Electrical – Can GFCI trip by inductive kick & capacitive coupling

electrical

Update. The GFCI can also trip when the power supply was put on the load side instead of the input. Here the input is open. So it's not current inbalance in the sense coil, please explain how can inductive kick can trip it when ac supply is put in the load side.

Here is a GFCI youtube video that continuously trips when you use water shaded pole motor. It doesn't trip on other appliance, The motor was surrounded by plastic, glass surface and glove hands so there is no way current can escape. Can the tripping be caused by inductive kick from motor inducing capacitive coupling inside the circuit? How do you refute this theory?

https://www.youtube.com/watch?v=Cy5K6S__vE0

Best Answer

GFCI devices basically sense a current imbalance - more current going out on the hot than is returning on the neutral, or vice versa.

In a simple circuit, say just a resistive load like a light bulb, the two are always balanced, and if they are not, there is probably current travelling through a ground path. This is generally unsafe, and why GFCIs are made to interrupt power when they sense this imbalance.

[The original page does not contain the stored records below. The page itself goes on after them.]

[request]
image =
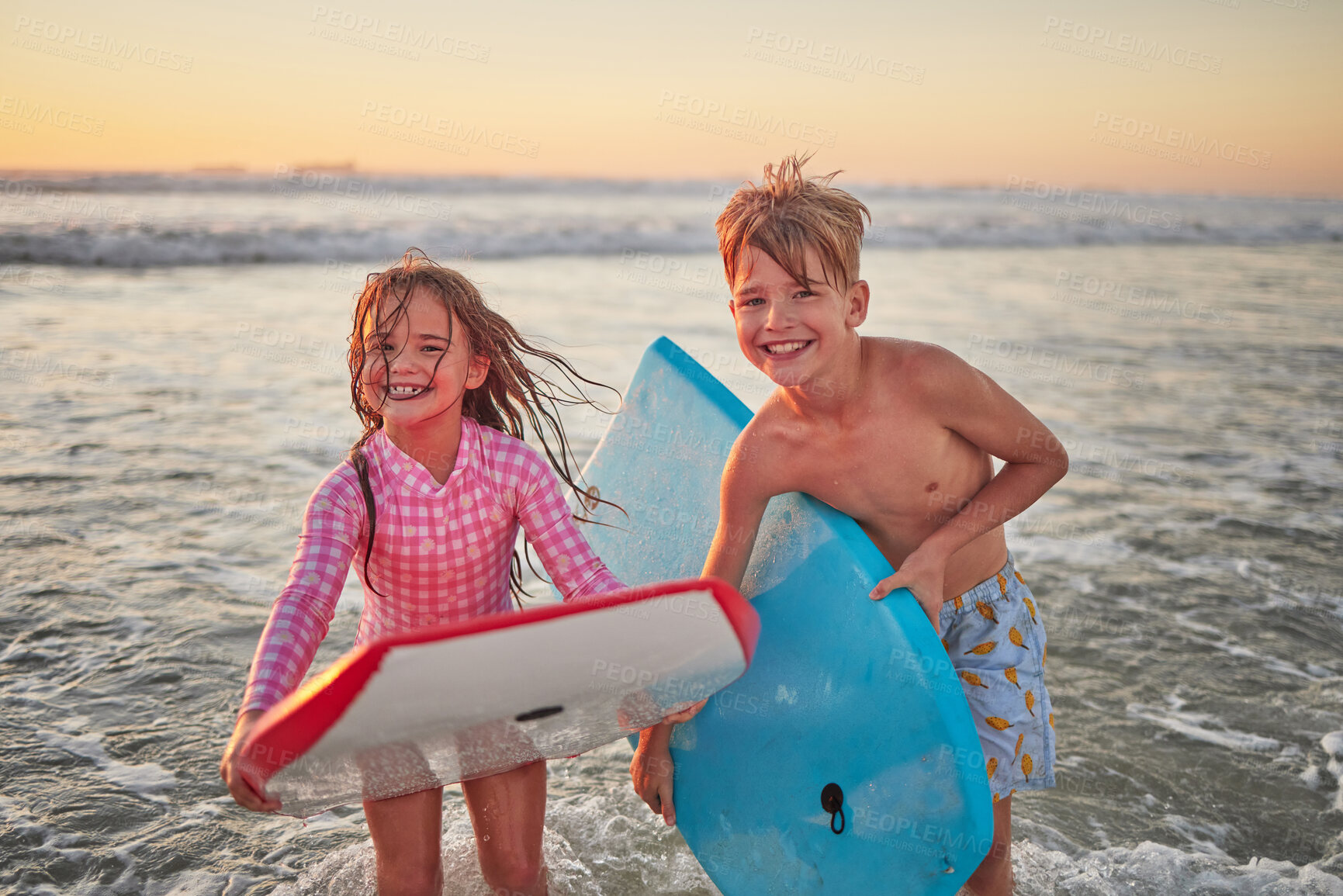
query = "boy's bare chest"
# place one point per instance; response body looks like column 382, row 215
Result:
column 878, row 472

However many motors have capacitors in them, and can upset that simple balance without any ground fault, without any current on any ground path. GFCI devices may see that imbalance and trip, even though there is no ground fault present.

Motors also store energy in the electrical field, it's kind of like electrical inertia, and when the circuit is opened, the motor generates a high voltage pulse - inductive kickback - which again could disrupt the balance of current seen at the GFCI.